Download or read book New SubUrbanisms written by Judith K De Jong and published by Routledge. This book was released on 2013-09-11 with total page 266 pages. Available in PDF, EPUB and Kindle. Book excerpt: Historically, we see the city as the cramped, crumbling core of development and culture, and the suburb as the vast outlying wasteland – convenient, but vacant. Contemporary urban design proves this wrong. In New SubUrbanisms, Judith De Jong explains the on-going "flattening" of the American Metropolis, as suburbs are becoming more like their central cities – and cities more like their suburbs through significant changes in spatial and formal practice as well as demographic and cultural changes. These revisionist practices are exemplified in the emergence of hybrid sub/urban conditions such as parking practices, the residential densification of suburbia, hyper-programmed public spaces and inner city big-box retail, among others.

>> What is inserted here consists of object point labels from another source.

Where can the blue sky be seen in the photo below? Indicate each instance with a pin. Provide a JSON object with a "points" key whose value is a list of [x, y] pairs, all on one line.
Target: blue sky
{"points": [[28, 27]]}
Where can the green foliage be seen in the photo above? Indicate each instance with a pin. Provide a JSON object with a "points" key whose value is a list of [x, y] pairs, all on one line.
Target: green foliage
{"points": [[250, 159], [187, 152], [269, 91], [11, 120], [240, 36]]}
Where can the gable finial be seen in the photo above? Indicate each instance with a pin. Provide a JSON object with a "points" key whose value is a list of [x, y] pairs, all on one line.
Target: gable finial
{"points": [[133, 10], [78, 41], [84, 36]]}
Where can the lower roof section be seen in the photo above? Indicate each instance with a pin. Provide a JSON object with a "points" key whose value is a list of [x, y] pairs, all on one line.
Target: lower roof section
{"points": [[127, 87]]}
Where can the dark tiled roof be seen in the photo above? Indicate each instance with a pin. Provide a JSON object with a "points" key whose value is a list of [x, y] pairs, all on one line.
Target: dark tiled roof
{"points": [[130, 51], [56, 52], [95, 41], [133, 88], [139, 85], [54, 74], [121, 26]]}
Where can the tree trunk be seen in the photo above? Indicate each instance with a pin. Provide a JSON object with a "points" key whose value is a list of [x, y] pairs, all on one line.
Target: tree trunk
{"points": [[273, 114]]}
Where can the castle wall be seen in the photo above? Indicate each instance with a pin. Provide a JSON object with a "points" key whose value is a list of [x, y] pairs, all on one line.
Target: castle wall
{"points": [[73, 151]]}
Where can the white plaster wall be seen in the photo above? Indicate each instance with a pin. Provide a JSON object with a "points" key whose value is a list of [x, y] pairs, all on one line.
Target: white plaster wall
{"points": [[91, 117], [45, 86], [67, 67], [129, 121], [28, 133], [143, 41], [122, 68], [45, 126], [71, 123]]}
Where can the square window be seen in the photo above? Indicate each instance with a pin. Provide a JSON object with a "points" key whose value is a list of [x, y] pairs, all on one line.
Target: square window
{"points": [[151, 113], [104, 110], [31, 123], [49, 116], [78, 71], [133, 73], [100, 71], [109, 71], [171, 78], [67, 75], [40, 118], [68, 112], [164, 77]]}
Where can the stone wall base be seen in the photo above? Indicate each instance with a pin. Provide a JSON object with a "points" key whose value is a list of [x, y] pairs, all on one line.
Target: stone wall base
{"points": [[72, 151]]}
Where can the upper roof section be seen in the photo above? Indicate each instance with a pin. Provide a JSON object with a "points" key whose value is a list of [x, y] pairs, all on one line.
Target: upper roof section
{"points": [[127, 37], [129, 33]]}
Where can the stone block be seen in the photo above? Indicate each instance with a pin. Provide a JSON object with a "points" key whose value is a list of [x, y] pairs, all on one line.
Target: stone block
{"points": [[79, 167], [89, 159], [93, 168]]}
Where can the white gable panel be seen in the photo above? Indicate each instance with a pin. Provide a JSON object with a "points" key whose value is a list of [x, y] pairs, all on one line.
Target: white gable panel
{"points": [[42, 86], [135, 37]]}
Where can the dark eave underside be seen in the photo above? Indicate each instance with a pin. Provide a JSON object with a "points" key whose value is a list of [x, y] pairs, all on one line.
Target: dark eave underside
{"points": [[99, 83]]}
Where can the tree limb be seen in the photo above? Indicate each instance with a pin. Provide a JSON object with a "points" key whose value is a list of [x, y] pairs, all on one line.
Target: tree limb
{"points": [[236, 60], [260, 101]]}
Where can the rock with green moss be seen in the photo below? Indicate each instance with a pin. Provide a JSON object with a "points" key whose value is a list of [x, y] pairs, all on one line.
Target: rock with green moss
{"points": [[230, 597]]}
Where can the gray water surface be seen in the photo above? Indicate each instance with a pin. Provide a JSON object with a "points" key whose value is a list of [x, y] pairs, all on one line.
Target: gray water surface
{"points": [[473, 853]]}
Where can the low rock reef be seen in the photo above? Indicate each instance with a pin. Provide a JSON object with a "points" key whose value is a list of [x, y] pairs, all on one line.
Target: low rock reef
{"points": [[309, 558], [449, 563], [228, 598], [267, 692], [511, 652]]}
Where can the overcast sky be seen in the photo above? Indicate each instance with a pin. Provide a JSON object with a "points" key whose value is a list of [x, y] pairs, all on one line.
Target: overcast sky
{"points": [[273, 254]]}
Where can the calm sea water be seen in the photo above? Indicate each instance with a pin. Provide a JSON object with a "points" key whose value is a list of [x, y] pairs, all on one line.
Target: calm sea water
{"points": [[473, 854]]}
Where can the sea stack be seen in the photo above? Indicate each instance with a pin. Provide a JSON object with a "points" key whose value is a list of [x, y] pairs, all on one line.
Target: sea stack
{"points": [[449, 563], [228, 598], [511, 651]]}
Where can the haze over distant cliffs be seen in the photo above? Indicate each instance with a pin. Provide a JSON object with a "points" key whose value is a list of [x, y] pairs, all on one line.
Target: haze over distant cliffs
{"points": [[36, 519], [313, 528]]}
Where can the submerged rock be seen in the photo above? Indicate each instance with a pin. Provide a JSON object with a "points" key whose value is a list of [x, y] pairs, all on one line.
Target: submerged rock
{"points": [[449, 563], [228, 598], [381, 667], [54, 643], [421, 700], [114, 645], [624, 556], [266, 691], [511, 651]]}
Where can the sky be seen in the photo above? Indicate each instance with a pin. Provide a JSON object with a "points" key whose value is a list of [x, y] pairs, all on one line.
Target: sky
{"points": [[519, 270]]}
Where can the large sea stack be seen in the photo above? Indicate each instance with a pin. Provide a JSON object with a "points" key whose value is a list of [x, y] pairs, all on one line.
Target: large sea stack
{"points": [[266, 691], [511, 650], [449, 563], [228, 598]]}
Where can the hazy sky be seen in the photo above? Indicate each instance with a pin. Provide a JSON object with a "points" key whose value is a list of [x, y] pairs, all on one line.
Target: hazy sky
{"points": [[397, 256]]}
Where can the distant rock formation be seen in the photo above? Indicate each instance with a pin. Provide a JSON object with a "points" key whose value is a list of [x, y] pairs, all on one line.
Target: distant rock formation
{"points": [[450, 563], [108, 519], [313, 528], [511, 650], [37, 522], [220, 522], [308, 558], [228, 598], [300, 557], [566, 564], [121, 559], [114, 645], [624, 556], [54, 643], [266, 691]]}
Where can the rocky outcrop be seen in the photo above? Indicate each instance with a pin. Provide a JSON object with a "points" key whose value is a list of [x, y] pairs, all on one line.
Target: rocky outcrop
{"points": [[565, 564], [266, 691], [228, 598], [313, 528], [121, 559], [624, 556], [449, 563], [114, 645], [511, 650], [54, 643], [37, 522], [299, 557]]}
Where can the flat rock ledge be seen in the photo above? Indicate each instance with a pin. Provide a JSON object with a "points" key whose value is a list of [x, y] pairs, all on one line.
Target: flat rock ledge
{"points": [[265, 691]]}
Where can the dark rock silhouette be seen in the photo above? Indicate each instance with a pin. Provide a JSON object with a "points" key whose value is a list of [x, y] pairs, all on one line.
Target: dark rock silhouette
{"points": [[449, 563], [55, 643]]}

Each of these hybridized conditions reflects to varying degrees the reciprocating influences of the urban and the suburban. Each also offers opportunities for innovation in new formal and spatial practices that re-configure conventional understandings of urban and suburban, and in new ways of forming the evolving American metropolis. Based on this new understanding, De Jong argues for the development of new ways of building the city. Aimed at students and practitioners of urban design and planning New SubUrbanisms attempts to re-frame the contemporary metropolis in a way that will generate more instrumental engagement – and ultimately, better design.

Book Puerto Rican Chicago

    Book Details:
  • Author : Wilfredo Cruz
  • Publisher : Arcadia Publishing
  • Release : 2005-02-02
  • ISBN : 1439631549
  • Pages : 132 pages

Download or read book Puerto Rican Chicago written by Wilfredo Cruz and published by Arcadia Publishing. This book was released on 2005-02-02 with total page 132 pages. Available in PDF, EPUB and Kindle. Book excerpt: Puerto Ricans have a long history in Chicago. Beginning in the 1920s, a handful of middle-class Puerto Rican families sent their daughters and sons to study at prestigious universities in the city. While most returned to Puerto Rico, migration to Chicago peaked during the 1950s and 1960s. Enticed by the prospect of a better life for their families and future generations, thousands of Puerto Ricans came to Chicago in search of a brighter tomorrow. They came to Chicago as American citizens, yet still faced rampant discrimination and prejudice. In 1950, there were only 255 Puerto Ricans in Chicago; today, there are over 113,000. Chicago is home to a thriving Puerto Rican community, and its members continue to make important contributions to the political, educational, social, and cultural institutions of Chicago.